Measuring poverty is notoriously difficult. The collection of detailed data on households is time-consuming and expensive. But the marriage of machine learning techniques to lighter collection instruments may transform how the World Bank and its development partners approach poverty measurement. Predicting a household’s poverty status with a handful of easy-to-collect qualitative variables lowers costs, decreases turnaround times, and, ultimately, creates a more solid empirical foundation for policy.
Poverty prediction typically relies on regression models. In this talk, Olivier Dupriez will report on a comparative assessment of machine learning classification algorithms applied to poverty prediction. He will discuss preliminary outcomes of three approaches to build predictive models: crowd-sourcing via a data-science competition that already has 1,500+ data scientists working to develop the best poverty prediction model for three countries; contracting experts; and exploiting some of the newest approaches such as automated machine learning for model development.

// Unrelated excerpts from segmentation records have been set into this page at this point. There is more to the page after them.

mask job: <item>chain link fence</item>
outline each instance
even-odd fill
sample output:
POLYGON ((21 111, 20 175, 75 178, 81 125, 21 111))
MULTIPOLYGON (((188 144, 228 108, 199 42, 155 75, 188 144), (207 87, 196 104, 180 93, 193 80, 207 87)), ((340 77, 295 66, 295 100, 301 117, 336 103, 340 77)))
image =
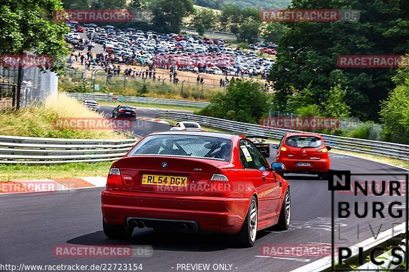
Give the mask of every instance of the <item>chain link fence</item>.
POLYGON ((18 67, 0 66, 0 110, 38 105, 57 94, 58 77, 53 72, 22 67, 20 78, 19 84, 18 67))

In addition, Olivier will also discuss his work to apply machine learning to the Bank’s own knowledge base by automatically extracting topics from 145,000 documents published in the Bank’s Documents and Reports repository. This project aims to improve data and knowledge discovery systems. The application of natural language processing tools is also useful in showing how the coverage of various topics such as agriculture, energy, health, climate change, and others have evolved over time, across regions, and differ by type of document.